Julian sat on the large gray boulder at the roadside. Its perfectly flat top invited him to take a short rest. His feet seemed to have gotten larger since he started his journey. The sides of his shoes pressed into them squeezing the blood from his toes. He crossed an ankle over a knee and yanked off a battered black sneaker. The cool air easily passed through his threadbare sock, kissing the raw skin of his little toe.
You could say that Julian had walked far, but he wouldn’t say that. Julian referred to what he did as wandering. In fact, that’s exactly what he had told his wife before he left the house. “Just going out for a bit of wandering,” he’d said, pulling the screen door closed behind him. She’d been in the kitchen cleaning up the lunch dishes and Julian wasn’t even sure she’d heard him.
He wondered what she was doing now. Over the years he’d gotten older, but he couldn’t help but imagine her looking just the same as she had then—smooth olive skin and dark almond eyes. Her black hair wound into a tight bun as she stood by the front window with her arms crossed watching for him to come up the front walk. Julian realized that she’d probably stopped waiting years ago, but still he liked to imagine.
He slid his weary foot back into his shoe and stood slowly. His journey was finally over. He could tell by the brush strokes on the horizon. The gray, flat mountains sat flush against the blue sky. The painter had been careless. He’d let the gray bleed into the blue when the paint was still wet, making a swirl of sky and rock that just shouldn’t have existed.

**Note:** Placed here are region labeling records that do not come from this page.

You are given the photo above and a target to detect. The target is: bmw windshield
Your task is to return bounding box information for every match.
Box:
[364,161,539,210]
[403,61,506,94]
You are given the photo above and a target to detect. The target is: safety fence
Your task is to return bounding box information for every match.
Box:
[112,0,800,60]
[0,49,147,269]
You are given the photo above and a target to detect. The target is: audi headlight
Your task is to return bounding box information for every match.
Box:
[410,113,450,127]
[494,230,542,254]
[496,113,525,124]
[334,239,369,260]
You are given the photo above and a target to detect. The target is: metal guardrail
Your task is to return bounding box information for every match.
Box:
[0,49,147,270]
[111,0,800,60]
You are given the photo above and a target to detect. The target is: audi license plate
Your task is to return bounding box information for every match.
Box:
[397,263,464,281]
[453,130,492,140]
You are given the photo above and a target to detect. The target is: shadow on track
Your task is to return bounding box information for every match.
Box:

The mountains that seemed so large and distant all of his life were smaller than him now. He reached out a timid hand and touched the stretched canvas they were painted on. The paint was rough. He felt the edges and grooves of the brush strokes against his fingertips. This was the edge of his world, but he wanted to see what was beyond. People had always told him there was nothing beyond the end, but Julian never once believed it.
He pulled the knife from his pocket and unsheathed the blade. There was only one way to find out. The blade was smaller than Julian remembered it being when he chose it.
He said the only prayer he knew, “Dear Lord, please help me succeed. Amen.” He lunged forward sticking the blade through the canvas just above the peak of the tallest mountain. He pulled the blade straight across the sky. It gave surprisingly little resistance. When he was done he examined his handy work, a gash nearly three feet long wounded the sky. That was all for a few seconds. A light brighter than anything Julian had ever seen before eased from the gash accompanied by the long creak of a rusty hinge. Julian wanted to run, but his tired legs didn’t react quickly enough. The light rushed over him pulling him into the end of time and space, making an end to him.